SAC

SAC is selected through the shared off-policy entrypoint scripts/train_offpolicy.py, which TD3 and FlashSAC share as well. The main config is conf/offpolicy/config.yaml, and the SAC algorithm defaults live in conf/offpolicy/algo/sac.yaml. The current log name is fast_sac.

Runtime Model

The off-policy runner decouples CPU simulation from GPU learning through shared memory: a collector subprocess fills a CPU-resident replay buffer while the learner trains on the GPU.

Quick Start

uv run train --algo sac --task g1_walk_flat --sim mujoco
uv run train --algo sac --task g1_walk_rough --sim motrix training.no_play=true

Key Fields

For the off-policy playback path (scripts/train_offpolicy.py / CLI --algo sac), set training.export_onnx=false to skip policy.onnx export while still recording playback video. See Evaluation and Playback.

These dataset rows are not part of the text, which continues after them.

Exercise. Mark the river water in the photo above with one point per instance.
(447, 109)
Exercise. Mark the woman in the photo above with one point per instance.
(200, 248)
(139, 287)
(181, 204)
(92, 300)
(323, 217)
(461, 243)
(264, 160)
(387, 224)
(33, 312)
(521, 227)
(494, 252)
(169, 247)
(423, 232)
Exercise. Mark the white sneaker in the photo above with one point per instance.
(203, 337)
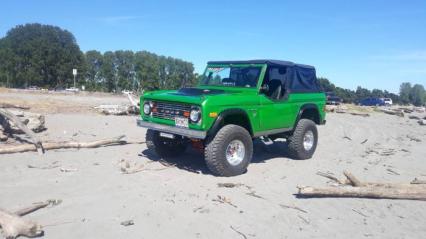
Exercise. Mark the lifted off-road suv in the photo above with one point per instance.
(235, 102)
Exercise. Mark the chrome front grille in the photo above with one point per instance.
(165, 110)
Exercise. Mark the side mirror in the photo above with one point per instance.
(264, 88)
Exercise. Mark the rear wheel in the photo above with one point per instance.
(165, 147)
(230, 151)
(303, 142)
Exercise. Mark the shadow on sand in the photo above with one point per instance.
(193, 160)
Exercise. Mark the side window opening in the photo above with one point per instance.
(304, 80)
(275, 79)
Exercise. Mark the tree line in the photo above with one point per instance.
(44, 56)
(408, 94)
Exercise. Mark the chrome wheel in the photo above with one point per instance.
(235, 152)
(308, 140)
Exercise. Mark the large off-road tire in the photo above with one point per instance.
(303, 142)
(164, 147)
(230, 151)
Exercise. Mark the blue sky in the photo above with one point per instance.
(375, 44)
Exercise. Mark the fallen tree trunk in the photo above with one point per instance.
(14, 226)
(64, 145)
(7, 105)
(360, 114)
(115, 109)
(366, 189)
(133, 102)
(366, 192)
(392, 112)
(6, 115)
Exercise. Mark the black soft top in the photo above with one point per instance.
(262, 61)
(299, 78)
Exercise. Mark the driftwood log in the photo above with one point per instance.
(65, 145)
(352, 187)
(13, 225)
(380, 192)
(13, 106)
(132, 101)
(8, 116)
(116, 109)
(399, 113)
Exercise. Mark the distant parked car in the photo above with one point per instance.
(388, 101)
(332, 99)
(72, 89)
(33, 87)
(372, 102)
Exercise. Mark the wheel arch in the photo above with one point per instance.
(309, 111)
(231, 116)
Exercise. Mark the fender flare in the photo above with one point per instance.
(307, 107)
(221, 117)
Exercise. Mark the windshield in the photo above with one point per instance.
(231, 76)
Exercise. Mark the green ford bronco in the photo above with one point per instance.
(236, 102)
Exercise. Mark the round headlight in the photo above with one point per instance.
(146, 109)
(195, 115)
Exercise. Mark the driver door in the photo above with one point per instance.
(275, 112)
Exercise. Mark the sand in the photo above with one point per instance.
(178, 202)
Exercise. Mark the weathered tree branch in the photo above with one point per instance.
(365, 192)
(367, 189)
(64, 145)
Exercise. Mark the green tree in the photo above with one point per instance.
(93, 78)
(417, 95)
(40, 55)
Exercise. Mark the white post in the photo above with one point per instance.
(74, 73)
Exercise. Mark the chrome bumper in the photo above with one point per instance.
(173, 130)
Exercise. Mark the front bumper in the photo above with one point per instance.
(173, 130)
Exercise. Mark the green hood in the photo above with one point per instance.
(200, 96)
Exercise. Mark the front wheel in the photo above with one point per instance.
(303, 142)
(230, 151)
(165, 147)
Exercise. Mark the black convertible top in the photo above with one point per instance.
(262, 61)
(299, 78)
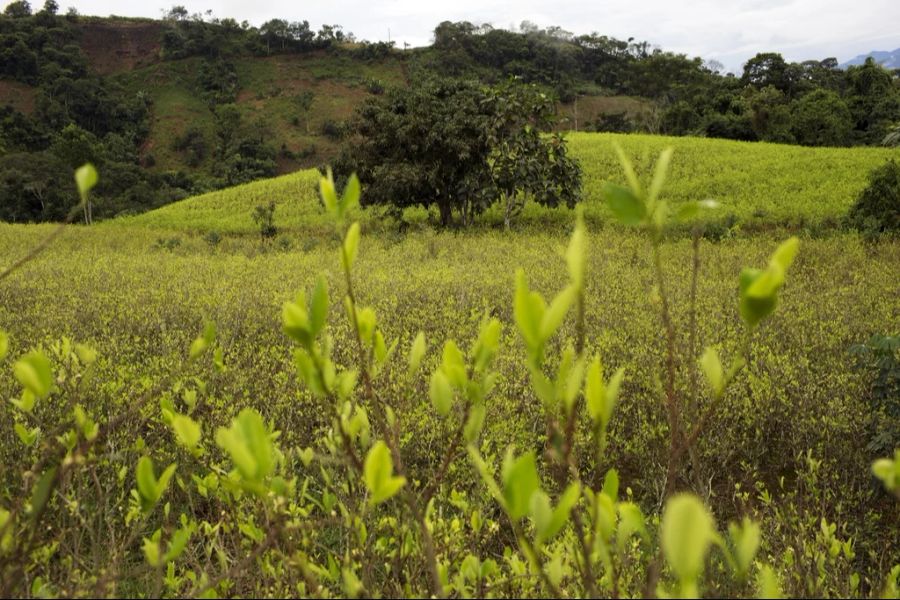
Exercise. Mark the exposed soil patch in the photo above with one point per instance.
(117, 46)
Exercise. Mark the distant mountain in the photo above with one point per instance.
(887, 59)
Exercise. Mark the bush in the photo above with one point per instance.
(264, 217)
(877, 210)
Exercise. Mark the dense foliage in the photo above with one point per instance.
(877, 209)
(78, 117)
(71, 114)
(308, 468)
(462, 147)
(811, 103)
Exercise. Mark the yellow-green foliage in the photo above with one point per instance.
(756, 181)
(196, 479)
(763, 185)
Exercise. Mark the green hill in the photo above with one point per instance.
(757, 185)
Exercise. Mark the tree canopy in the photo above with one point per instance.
(461, 146)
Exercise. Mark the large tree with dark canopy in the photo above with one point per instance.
(460, 146)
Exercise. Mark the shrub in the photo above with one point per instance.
(877, 210)
(188, 508)
(264, 217)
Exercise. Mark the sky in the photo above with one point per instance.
(729, 31)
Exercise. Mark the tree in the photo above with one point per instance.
(821, 118)
(764, 69)
(18, 10)
(878, 207)
(771, 115)
(521, 164)
(873, 100)
(303, 101)
(459, 146)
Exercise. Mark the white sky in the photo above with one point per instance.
(730, 31)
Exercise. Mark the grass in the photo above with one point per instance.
(267, 86)
(758, 186)
(788, 446)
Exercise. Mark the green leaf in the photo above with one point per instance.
(453, 365)
(625, 206)
(485, 347)
(417, 353)
(26, 401)
(329, 194)
(295, 320)
(249, 445)
(785, 253)
(33, 371)
(350, 197)
(42, 489)
(629, 170)
(520, 481)
(659, 174)
(575, 253)
(366, 319)
(745, 540)
(441, 393)
(631, 522)
(689, 210)
(528, 310)
(759, 289)
(378, 474)
(559, 516)
(541, 513)
(146, 482)
(178, 543)
(595, 391)
(27, 436)
(85, 179)
(767, 584)
(556, 313)
(687, 531)
(712, 370)
(611, 485)
(475, 423)
(351, 246)
(318, 307)
(187, 431)
(152, 550)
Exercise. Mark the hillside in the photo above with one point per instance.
(176, 107)
(756, 185)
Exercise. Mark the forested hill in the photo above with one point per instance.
(171, 107)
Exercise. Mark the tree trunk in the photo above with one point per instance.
(507, 217)
(446, 213)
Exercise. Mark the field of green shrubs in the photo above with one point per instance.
(309, 455)
(758, 186)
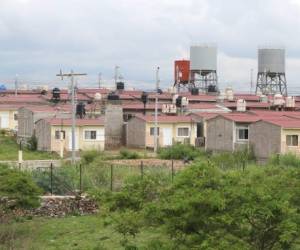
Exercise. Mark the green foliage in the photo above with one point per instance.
(286, 160)
(32, 143)
(180, 152)
(128, 154)
(18, 188)
(214, 209)
(90, 156)
(237, 159)
(137, 192)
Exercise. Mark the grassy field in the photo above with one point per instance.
(9, 151)
(86, 232)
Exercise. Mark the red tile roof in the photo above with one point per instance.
(166, 118)
(79, 122)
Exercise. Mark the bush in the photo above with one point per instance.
(32, 143)
(180, 152)
(290, 160)
(18, 188)
(127, 154)
(89, 156)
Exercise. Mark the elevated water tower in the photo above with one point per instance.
(271, 71)
(203, 68)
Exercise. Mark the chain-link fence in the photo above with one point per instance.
(69, 180)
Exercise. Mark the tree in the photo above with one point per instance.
(213, 209)
(18, 189)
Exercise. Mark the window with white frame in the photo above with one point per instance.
(90, 134)
(183, 132)
(59, 134)
(152, 130)
(292, 140)
(242, 133)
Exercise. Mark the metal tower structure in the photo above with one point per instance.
(271, 77)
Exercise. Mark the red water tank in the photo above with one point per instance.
(181, 71)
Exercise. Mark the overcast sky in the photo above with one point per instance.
(39, 37)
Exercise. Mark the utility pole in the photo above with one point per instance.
(99, 79)
(16, 85)
(156, 111)
(72, 75)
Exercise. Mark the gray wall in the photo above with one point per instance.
(136, 133)
(113, 126)
(219, 134)
(265, 138)
(43, 134)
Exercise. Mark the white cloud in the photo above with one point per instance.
(39, 37)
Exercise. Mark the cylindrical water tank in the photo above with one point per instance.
(271, 60)
(203, 58)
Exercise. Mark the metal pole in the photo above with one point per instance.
(80, 178)
(142, 169)
(73, 117)
(111, 177)
(51, 178)
(156, 112)
(172, 168)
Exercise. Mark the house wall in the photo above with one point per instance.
(82, 143)
(7, 120)
(219, 134)
(290, 149)
(43, 135)
(265, 138)
(136, 130)
(190, 139)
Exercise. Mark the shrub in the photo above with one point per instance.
(127, 154)
(89, 156)
(290, 160)
(180, 152)
(32, 143)
(19, 188)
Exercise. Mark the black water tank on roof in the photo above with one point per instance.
(113, 97)
(178, 101)
(120, 86)
(56, 93)
(212, 89)
(195, 91)
(80, 110)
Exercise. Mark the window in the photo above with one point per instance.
(152, 129)
(58, 133)
(183, 132)
(90, 135)
(292, 140)
(242, 133)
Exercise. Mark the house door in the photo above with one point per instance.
(167, 136)
(70, 141)
(4, 119)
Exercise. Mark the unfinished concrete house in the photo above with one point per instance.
(171, 129)
(27, 116)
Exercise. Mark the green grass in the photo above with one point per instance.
(86, 232)
(9, 151)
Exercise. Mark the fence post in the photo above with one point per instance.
(172, 169)
(142, 169)
(80, 178)
(111, 177)
(51, 178)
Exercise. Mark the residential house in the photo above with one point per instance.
(229, 132)
(55, 134)
(275, 135)
(171, 129)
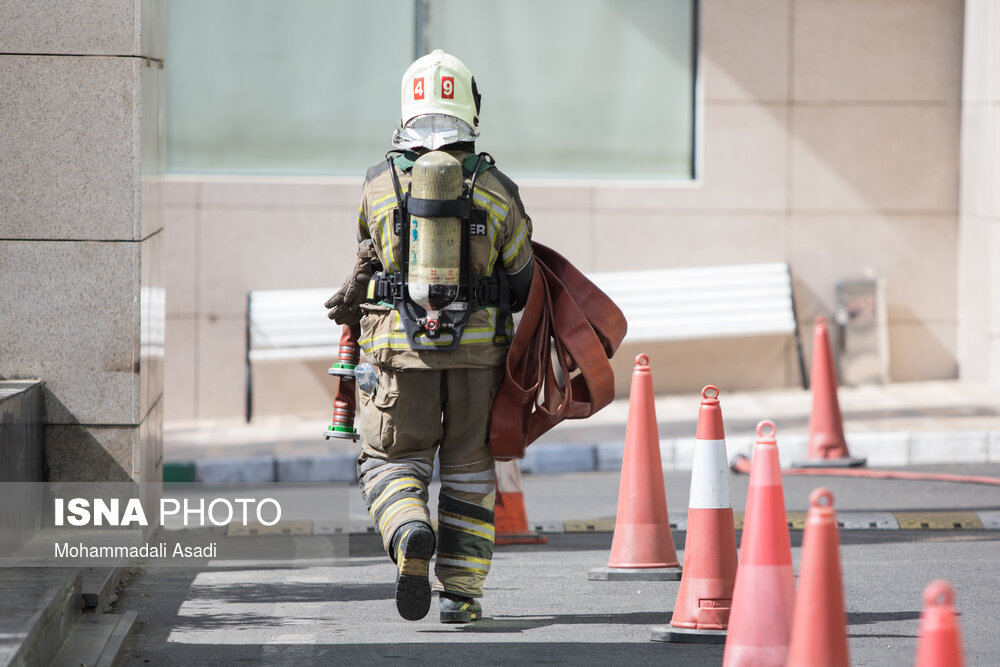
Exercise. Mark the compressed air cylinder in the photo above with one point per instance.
(435, 243)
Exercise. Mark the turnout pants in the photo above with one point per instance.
(413, 415)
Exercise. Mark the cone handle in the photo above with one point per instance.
(766, 430)
(821, 498)
(939, 594)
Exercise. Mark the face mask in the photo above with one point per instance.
(432, 131)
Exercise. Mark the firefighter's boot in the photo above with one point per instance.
(413, 546)
(459, 609)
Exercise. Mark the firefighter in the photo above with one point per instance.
(437, 364)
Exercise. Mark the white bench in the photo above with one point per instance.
(288, 324)
(660, 305)
(705, 302)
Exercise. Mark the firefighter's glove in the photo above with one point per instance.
(345, 304)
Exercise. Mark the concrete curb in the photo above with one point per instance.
(891, 448)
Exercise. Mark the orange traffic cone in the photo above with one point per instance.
(760, 622)
(701, 612)
(819, 622)
(510, 519)
(939, 640)
(827, 446)
(642, 547)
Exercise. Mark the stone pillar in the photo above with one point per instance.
(979, 230)
(82, 146)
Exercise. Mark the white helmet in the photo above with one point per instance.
(439, 83)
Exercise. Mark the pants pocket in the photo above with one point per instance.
(378, 417)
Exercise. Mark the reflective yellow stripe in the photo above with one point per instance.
(396, 507)
(464, 563)
(487, 527)
(511, 249)
(457, 523)
(490, 203)
(385, 240)
(383, 203)
(393, 487)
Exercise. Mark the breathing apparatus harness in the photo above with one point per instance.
(443, 331)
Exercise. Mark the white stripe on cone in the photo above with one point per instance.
(710, 476)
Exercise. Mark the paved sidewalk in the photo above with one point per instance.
(899, 424)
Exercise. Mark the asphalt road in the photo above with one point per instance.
(540, 607)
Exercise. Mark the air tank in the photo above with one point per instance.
(435, 243)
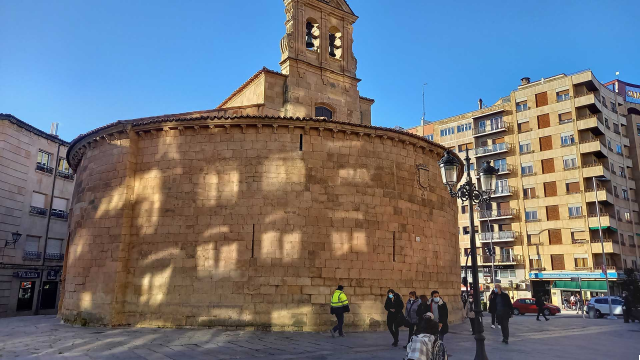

  • algo.algo_log_name=fast_sac

  • algo.num_envs=4096

  • algo.max_iterations=500

  • training.use_amp=true in the shared off-policy config

The current runner path in scripts/train_offpolicy.py requires synchronized collection; training.no_sync_collection=true is rejected by the script.

uv run train --algo sac --task g1_walk_flat --sim mujoco \
  algo.num_envs=2048 \
  algo.max_iterations=1000 \
  training.no_play=true